API-Problems

Current Implementation

 /**
  * Returns an array of MObject objects. The size of the returned array may vary from call to call. The maximum size of
  * the array is determined by configuration or by the implementation class.
  * 
  * @return an array of MObject objects or null, if no more MObject exist
  * @throws CrawlerException
  *           if any error occurs
  */
 MObject\[\] getNextDeltaIndexingData() throws CrawlerException, CrawlerCriticalException;

 /**
  * Returns a Record object. The parameter pos refers to the position of the MObject from the MObject\[\] returned by
  * getNextDeltaIndexingData().
  * 
  * @param pos
  *          the position refering to a MObject\[\]
  * @return a Record object
  * @throws CrawlerException
  *           if any error occurs
  */
 Record getRecord(int pos) throws CrawlerException, CrawlerCriticalException;

Workflow:

getNextDeltaIndexingData should return attributes that are needed to generate the ID and the HASH for the entry
(they are flagged in the IndexOrderConfiguration)
The CrawlerController then generates the ID and the HASH
Communication with DeltaIndexingModule (ID and HASH needed)
DeltaIndexingModule returns the Information if the entry has changed or not
For changed entries the CrawlerController queries the Record from the Crawler

The Crawler returns always an array (size can be defined by the crawler). Tests have shown that this workflow increases communication performance, but crawler developer has to implement more code and the API is a little bit more complicate

Current Problems

Crawler Developer have to handled frames for getNextDeltaIndexing and getRecords Attachments (Attributes that are flagged as Attachment in the IndexOrder) cannot be returned with the MObject (with GetNextDeltaIndexing), because MObject can contain only Literals and Literals are only simple Data-Types Crawler should usually not return Attachments for hashing, because it destroys the intended Workflow. "Expensive" (time-consuming) operations like getting the content of the Entry should only be executed with getRecord() in the current Implementation attachments (the content) is returned in the mobject as string and then it is returned also as attachment in the record (probably it is also returned in record as Mobject). That means the content is transferred three times Crawler Developer has to understand Record/MObject Structure Exception handling: How should an Exception handled while calling getNextDeltaIndexing? At the moment it tries several times until stopping crawling.

Alternatives

getNextDeltaIndexing returns a new Class (e.g. DIEntry)
the Class contains Attributes with Name and Value, the Value is stored with the Object-Type. therefore every Attribute and Attachments can be returned

getRecord returns only Object\[\], it contains only not previously transferred attributes

CrawlerController creates Records (based on the information in the IndexOrder)
getNextDeltaIndexing returns Record (contains only the DI-Information Attributes and Attachments)
getRecord returns also a Record, it contains only not previously transferred Information

CrawlerController can "merge" both entries
HASH/ID generation is executed in the Crawler Process.
At the moment the Crawler is based on an abstract class that should implement the communication implementation (like Tuscany). Hash /ID creation classes #:can be moved into the Crawler Site Classes. Thus getNextDeltaIndexing will return prepared ID and Hash

Discussion

S.Voigt: to minimize problems with the underlying communication technology and to simplify crawler development i would prefer 1) Crawler Developers have only to understand the indexorderconfiguration and they can return the "Attributes" with simple Java data-types. There is no advantage for us that the crawler developer has to implement Hashing/ID Components (increase only development complexity) and has to fill records and MObjects.

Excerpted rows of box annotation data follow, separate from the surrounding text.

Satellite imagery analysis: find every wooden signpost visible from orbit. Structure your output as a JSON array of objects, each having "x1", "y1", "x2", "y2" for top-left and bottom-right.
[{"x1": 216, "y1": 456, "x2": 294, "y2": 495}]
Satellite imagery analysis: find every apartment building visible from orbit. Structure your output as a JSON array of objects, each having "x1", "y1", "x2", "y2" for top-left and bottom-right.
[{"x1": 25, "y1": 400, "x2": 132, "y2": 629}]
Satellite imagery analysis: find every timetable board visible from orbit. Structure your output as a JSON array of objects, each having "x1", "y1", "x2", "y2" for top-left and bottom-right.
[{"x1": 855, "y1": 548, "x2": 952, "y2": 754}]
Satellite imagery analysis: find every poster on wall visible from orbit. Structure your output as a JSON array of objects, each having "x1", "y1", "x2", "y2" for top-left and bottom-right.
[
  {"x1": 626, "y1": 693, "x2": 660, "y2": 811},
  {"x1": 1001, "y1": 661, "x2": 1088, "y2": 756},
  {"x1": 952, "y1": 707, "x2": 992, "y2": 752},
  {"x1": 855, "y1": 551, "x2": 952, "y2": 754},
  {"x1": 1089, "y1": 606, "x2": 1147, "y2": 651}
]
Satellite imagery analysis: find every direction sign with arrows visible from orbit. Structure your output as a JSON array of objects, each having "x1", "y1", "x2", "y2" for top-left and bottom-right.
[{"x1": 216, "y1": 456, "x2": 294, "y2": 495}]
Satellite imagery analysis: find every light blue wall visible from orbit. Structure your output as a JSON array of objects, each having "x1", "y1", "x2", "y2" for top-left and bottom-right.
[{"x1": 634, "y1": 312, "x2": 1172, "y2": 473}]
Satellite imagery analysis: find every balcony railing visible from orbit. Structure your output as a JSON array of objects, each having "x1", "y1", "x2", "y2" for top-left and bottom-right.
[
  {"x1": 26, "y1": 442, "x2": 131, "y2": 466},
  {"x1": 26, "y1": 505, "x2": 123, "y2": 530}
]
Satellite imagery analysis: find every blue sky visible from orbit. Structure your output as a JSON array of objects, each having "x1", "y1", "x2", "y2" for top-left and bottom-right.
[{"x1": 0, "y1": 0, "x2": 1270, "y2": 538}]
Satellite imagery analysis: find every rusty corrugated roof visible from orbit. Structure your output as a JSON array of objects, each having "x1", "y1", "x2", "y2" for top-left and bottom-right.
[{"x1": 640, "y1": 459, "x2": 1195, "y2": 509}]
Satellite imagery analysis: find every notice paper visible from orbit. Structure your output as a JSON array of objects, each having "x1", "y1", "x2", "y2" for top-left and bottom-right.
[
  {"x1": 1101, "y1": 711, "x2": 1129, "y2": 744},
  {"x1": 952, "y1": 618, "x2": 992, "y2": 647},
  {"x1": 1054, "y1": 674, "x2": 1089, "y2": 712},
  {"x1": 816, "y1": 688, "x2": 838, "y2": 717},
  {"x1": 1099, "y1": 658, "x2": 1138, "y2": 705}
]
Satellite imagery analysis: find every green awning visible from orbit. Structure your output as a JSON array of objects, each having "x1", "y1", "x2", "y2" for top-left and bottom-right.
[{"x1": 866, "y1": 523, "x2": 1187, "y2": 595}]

Separation between Crawler Implementation and Communication Implementation

How can we separate the Communication technology from the Crawler Implementation? Goal is to switch simple between e.g. Tuscany and In-Process Communication without changing the code for crawlers.

How big should be the Crawler Framework (classes that are necessary for the start of the Crawler Process?)

Notice: this Wiki will be going read only early in 2024 and edits will no longer be possible. Please see: https://gitlab.eclipse.org/eclipsefdn/helpdesk/-/wikis/Wiki-shutdown-plan for the plan.

SMILA/Specifications/CrawlerAPIDiscussion09

Contents

API-Problems

Current Implementation

Current Problems

Alternatives

Discussion

Separation between Crawler Implementation and Communication Implementation

Breadcrumbs

Notice: this Wiki will be going read only early in 2024 and edits will no longer be possible. Please see: https://gitlab.eclipse.org/eclipsefdn/helpdesk/-/wikis/Wiki-shutdown-plan for the plan.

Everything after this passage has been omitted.